Some teacher union leaders are wary of the dashboards accuracy, saying not all families and staff are reporting cases, and the schools only post confirmed results. Most schools are not testing students for the coronavirus and rely on self-reporting, strong safety plans and support from the Orange County Health Care Agency.
“Without consistently applied testing and tracing, our schools risk spreading infection throughout the county,” the teacher unions’ letter says.
“By shifting instruction to distance learning, we can help flatten the curve before the rate of infection spikes beyond the capacity of hospitals and health care providers.”
Los Alamitos Unified superintendent Andrew Pulver said he believes families in his district have been diligent in reporting cases.
Los Alamitos Unified reports 27 current coronavirus cases – 22 students and five staff members – at Los Alamitos High as of Thursday. That’s just under 1% of the school’s on-campus population of 2,921.
“Schools continue to be one of the safest places,” Pulver said.
Dr. Dan Cooper, a professor of pediatrics and an associate vice chancellor at UCI School of Medicine, said he credits schools’ safety plans, but remains concerned about other threats.
“We believe that it’s safer for kids to be in school because you also got to add the damage that’s being done by keeping kids out of school,” he said. “And the kids that are being most affected by this are unfortunately, the most vulnerable.
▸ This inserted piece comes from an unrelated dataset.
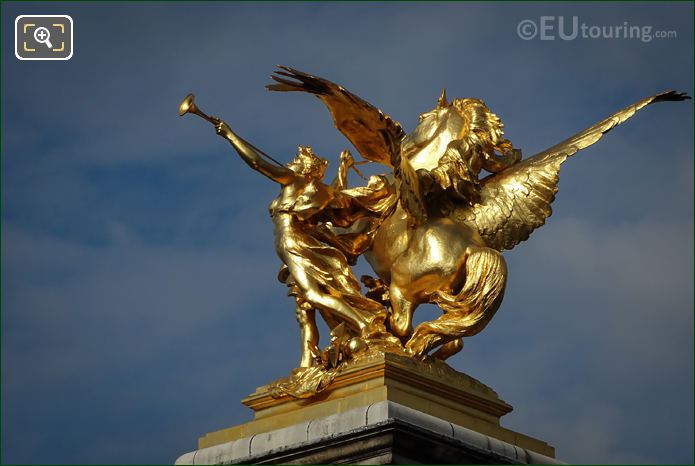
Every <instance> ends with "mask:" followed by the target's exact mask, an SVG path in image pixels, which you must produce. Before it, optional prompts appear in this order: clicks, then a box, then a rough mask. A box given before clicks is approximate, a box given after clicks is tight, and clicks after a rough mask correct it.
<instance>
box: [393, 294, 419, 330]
mask: <svg viewBox="0 0 695 466" xmlns="http://www.w3.org/2000/svg"><path fill="white" fill-rule="evenodd" d="M389 296H390V298H391V308H392V310H393V312H392V313H391V315H390V316H389V326H390V330H391V333H393V334H394V335H396V336H397V337H399V338H400V339H401V341H403V343H405V342H406V341H407V340H408V338H410V335H412V333H413V313H414V312H415V308H416V307H417V305H416V304H415V303H413V302H411V301H410V300H408V299H407V298H406V297H405V296H404V294H403V291H402V290H401V289H400V288H399V287H398V286H396V285H394V284H391V286H390V287H389Z"/></svg>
“Low income, lower socio-economic. They’re going to lose learning. Social isolation – there’s already reports from around the world of increases in weight gain. None of these things are good for kids,” he said. “Having said this, no school is going to fail-safe. There are going to be outbreaks. There is a very contagious, nasty virus out there.”
Whatever a district has decided, navigating education during a pandemic has proven challenging for all, said Orange County Superintendent of School Al Mijares said. “With any crisis, you do learn from it. It does create resilience. It helps people to acquire a greater degree of grit and those are the (intangible) skills that young people need to get through life. That’s the silver lining.”